When I cry out to You,
Then my enemies will turn back;
This I know, because God is for me.
In God (I will praise His word),
In the LORD (I will praise His word),
In God I have put my trust;
I will not be afraid.
What can man do to me?
Vows made to You are binding upon me, O God;
I will render praises to You,
For You have delivered my soul from death.
Have You not kept my feet from falling,
That I may walk before God
In the light of the living?
Psalm 34 – A Psalm of David when he pretended madness before Abimelech, who drove him away, and he departed
I will bless the LORD at all times;
His praise shall continually be in my mouth.

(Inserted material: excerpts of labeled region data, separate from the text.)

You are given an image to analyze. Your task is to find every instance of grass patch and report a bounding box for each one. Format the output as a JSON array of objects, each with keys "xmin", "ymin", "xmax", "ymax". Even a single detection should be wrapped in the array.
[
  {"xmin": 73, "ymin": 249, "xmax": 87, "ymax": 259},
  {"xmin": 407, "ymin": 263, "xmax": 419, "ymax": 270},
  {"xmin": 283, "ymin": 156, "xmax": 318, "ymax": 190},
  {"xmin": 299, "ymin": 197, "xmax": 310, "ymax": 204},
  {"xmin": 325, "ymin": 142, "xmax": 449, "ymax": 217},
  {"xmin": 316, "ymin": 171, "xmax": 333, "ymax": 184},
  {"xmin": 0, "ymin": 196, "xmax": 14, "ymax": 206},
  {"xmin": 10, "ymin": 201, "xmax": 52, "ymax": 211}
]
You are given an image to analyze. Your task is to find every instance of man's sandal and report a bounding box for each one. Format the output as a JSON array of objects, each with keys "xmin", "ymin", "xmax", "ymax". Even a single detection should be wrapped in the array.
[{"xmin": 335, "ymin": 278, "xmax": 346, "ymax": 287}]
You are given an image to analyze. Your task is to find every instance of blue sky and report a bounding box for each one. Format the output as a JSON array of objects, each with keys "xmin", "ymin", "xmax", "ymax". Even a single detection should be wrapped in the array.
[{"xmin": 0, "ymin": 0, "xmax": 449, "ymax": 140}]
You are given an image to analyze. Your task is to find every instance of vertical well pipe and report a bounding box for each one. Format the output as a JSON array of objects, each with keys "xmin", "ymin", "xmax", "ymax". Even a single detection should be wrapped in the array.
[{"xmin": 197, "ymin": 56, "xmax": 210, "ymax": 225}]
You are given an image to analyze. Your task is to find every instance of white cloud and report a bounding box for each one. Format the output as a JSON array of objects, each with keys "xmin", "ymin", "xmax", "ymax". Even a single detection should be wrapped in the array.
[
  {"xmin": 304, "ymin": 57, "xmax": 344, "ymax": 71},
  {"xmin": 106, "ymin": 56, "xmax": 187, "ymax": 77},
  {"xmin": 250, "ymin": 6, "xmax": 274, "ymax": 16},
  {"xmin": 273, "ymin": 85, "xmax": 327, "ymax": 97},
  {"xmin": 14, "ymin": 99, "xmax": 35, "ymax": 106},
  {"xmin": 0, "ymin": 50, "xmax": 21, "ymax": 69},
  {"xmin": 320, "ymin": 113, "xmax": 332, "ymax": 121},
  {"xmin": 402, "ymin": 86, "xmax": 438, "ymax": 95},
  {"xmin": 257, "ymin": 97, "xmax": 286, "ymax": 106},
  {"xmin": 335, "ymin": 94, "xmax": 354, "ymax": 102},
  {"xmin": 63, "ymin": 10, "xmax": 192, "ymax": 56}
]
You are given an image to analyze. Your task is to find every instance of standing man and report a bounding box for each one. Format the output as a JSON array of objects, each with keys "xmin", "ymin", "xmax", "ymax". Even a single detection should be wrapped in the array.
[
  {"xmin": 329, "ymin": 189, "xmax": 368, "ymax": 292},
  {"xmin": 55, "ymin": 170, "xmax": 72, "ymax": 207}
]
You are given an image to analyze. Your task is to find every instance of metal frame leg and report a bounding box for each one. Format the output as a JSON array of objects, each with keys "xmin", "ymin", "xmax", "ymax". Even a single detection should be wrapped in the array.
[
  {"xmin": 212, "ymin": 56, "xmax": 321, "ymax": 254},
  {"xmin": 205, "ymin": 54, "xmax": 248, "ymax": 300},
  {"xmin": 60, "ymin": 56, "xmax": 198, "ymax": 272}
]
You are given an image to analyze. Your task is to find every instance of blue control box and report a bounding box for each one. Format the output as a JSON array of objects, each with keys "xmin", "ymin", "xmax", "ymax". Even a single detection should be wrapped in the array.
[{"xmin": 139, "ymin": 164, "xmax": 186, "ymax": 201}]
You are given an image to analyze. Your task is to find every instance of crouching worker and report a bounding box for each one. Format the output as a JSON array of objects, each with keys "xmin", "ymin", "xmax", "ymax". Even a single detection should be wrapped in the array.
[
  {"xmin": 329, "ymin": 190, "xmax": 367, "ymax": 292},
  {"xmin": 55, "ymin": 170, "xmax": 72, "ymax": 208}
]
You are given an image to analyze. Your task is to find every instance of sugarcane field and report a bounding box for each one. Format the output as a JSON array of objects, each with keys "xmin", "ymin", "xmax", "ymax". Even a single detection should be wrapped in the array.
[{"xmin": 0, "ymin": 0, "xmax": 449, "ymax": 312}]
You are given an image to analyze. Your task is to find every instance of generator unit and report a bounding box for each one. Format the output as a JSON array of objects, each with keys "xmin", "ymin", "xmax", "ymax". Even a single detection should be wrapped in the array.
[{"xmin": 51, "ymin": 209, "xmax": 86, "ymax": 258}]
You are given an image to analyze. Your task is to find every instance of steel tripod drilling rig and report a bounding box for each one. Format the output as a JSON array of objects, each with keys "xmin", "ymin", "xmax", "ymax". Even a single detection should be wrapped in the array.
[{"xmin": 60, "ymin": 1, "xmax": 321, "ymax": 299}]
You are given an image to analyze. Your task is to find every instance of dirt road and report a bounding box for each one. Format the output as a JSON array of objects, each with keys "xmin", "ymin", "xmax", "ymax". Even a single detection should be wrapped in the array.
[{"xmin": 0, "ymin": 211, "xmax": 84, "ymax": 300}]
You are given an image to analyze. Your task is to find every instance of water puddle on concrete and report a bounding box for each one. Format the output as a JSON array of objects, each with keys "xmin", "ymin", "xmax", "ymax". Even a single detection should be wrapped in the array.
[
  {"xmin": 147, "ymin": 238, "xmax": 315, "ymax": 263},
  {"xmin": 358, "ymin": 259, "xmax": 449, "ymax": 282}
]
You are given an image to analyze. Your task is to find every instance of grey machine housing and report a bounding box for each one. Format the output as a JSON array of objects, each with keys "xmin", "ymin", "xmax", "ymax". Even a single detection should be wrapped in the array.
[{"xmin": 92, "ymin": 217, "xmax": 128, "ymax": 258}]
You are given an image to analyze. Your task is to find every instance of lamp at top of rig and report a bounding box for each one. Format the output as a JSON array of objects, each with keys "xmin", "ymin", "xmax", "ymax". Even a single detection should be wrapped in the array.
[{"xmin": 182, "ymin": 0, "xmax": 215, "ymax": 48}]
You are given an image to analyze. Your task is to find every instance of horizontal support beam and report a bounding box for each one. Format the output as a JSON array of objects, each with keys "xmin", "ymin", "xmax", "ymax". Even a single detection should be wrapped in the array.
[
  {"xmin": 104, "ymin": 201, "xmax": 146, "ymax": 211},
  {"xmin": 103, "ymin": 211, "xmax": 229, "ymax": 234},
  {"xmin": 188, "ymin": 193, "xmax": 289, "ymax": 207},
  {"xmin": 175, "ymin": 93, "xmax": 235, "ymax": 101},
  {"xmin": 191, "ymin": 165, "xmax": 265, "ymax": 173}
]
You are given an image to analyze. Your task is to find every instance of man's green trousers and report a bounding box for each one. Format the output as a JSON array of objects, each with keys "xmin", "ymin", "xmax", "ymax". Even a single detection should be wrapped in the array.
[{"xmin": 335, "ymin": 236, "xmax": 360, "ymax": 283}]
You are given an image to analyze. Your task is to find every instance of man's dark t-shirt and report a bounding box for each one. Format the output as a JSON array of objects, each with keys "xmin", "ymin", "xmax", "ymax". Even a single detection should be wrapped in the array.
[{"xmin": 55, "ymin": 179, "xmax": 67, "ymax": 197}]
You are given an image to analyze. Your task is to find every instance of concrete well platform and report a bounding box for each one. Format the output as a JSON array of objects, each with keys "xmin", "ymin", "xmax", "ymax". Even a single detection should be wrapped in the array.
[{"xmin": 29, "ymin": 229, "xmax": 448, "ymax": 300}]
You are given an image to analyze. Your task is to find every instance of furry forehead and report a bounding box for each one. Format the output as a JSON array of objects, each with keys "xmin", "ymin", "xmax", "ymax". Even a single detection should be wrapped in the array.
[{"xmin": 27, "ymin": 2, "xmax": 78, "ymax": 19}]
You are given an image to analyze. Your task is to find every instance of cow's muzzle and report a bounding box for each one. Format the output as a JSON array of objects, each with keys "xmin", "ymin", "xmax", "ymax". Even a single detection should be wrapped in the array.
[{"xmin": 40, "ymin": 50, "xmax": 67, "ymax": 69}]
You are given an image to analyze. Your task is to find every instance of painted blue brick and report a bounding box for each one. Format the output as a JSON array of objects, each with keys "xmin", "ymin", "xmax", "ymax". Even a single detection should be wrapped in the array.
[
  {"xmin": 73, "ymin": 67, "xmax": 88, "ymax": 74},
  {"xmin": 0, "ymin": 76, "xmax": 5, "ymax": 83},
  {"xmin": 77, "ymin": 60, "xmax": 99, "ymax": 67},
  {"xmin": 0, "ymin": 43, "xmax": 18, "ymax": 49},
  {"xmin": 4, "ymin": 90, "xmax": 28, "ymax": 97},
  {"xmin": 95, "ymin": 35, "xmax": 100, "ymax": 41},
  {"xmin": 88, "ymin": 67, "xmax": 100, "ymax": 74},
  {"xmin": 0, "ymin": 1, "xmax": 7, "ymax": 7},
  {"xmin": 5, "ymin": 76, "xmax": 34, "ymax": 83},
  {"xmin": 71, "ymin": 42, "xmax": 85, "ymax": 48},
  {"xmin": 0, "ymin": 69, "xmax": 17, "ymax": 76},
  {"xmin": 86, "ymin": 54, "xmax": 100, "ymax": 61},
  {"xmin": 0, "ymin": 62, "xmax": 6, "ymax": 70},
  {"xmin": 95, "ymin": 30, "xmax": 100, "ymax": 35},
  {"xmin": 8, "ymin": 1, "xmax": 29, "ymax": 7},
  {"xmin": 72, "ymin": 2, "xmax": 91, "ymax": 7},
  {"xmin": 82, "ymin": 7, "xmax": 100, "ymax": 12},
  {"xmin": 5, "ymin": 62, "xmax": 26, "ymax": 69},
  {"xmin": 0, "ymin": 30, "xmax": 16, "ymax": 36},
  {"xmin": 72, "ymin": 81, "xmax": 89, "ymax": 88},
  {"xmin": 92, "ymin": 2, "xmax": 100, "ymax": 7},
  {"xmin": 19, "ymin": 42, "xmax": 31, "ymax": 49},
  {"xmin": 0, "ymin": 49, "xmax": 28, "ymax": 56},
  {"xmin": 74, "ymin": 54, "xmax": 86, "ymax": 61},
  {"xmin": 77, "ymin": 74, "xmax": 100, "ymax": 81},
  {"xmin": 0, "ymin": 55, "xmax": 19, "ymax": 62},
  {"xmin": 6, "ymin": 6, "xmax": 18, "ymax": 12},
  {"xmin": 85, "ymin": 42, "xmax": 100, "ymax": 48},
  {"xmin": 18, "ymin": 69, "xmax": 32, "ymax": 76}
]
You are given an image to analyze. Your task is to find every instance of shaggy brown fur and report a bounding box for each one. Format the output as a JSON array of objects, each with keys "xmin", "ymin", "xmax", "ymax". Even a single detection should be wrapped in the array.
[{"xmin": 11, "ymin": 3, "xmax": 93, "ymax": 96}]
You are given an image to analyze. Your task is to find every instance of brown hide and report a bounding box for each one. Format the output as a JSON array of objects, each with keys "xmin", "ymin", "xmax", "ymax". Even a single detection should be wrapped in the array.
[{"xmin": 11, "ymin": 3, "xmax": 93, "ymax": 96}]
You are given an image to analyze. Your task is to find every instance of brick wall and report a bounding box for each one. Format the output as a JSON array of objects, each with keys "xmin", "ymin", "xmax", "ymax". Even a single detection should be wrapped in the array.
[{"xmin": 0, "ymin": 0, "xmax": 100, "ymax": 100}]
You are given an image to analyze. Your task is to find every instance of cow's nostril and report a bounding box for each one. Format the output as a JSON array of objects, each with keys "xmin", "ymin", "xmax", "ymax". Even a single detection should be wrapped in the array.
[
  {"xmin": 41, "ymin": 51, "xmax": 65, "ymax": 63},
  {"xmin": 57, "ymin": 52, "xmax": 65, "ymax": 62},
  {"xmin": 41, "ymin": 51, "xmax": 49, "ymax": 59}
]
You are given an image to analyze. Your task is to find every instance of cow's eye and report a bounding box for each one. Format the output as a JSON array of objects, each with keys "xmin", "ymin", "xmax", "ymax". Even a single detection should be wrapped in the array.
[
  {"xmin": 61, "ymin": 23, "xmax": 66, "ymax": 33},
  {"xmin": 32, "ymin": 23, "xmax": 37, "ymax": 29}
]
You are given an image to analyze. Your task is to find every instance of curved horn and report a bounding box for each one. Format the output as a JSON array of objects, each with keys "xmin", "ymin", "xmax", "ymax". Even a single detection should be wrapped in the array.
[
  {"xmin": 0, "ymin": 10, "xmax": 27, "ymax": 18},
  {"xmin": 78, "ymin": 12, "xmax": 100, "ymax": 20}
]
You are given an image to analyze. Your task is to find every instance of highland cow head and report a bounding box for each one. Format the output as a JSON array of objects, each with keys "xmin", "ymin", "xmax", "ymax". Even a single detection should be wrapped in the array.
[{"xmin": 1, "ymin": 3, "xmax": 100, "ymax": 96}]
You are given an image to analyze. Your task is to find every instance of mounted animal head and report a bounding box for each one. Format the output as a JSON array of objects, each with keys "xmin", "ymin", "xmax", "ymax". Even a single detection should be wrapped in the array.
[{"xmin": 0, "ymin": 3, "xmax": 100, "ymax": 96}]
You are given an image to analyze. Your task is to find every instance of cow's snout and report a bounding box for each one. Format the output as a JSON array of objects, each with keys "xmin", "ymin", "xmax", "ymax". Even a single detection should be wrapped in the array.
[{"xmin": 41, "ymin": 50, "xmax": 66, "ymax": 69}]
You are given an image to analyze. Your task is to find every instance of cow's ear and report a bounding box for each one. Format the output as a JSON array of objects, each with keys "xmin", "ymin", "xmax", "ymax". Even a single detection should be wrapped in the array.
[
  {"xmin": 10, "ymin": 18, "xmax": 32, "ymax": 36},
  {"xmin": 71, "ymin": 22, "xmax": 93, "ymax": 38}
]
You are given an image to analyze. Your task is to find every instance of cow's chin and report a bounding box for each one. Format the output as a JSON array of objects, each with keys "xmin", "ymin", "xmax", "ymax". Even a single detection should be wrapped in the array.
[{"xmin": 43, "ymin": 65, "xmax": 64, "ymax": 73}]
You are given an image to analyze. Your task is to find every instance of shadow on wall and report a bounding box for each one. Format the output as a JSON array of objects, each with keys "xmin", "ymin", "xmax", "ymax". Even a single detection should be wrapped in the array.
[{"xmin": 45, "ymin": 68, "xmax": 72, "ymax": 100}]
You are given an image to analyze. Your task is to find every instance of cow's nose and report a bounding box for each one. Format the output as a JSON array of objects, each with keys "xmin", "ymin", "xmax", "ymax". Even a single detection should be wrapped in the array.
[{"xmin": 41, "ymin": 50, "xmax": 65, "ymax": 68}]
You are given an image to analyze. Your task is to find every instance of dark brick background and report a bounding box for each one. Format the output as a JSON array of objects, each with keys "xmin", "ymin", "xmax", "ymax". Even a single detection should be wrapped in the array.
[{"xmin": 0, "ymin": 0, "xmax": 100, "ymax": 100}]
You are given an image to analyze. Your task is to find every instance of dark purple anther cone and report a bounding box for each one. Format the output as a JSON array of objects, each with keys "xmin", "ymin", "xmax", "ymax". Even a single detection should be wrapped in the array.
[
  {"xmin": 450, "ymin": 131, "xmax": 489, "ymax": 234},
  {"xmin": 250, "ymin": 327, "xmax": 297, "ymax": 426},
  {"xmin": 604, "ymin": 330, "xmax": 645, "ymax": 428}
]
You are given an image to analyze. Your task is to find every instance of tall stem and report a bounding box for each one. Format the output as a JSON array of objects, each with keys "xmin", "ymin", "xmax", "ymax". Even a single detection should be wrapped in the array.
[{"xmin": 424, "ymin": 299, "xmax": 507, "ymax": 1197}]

My soul shall make its boast in the LORD;
The humble shall hear of it and be glad.
Oh, magnify the LORD with me,
And let us exalt His name together.
I sought the LORD, and He heard me,
And delivered me from all my fears.
They looked to Him and were radiant,
And their faces were not ashamed.
This poor man cried out, and the LORD heard him,
And saved him out of all his troubles.
The angel of the LORD encamps all around those who fear Him,
And delivers them.
Oh, taste and see that the LORD is good;
Blessed is the man who trusts in Him!
Oh, fear the LORD, you His saints!
There is no want to those who fear Him.
The young lions lack and suffer hunger;
But those who seek the LORD shall not lack any good thing.
Come, you children, listen to me;
I will teach you the fear of the LORD.
Who is the man who desires life,
And loves many days, that he may see good?
Keep your tongue from evil,
And your lips from speaking deceit.
Depart from evil and do good;
Seek peace and pursue it.
The eyes of the LORD are on the righteous,
And His ears are open to their cry.
The face of the LORD is against those who do evil,
To cut off the remembrance of them from the earth.
The righteous cry out, and the LORD hears,
And delivers them out of all their troubles.
The LORD is near to those who have a broken heart,
And saves such as have a contrite spirit.
Many are the afflictions of the righteous,
But the LORD delivers him out of them all.
He guards all his bones;
Not one of them is broken.
Evil shall slay the wicked,
And those who hate the righteous shall be condemned.
The LORD redeems the soul of His servants,
And none of those who trust in Him shall be condemned.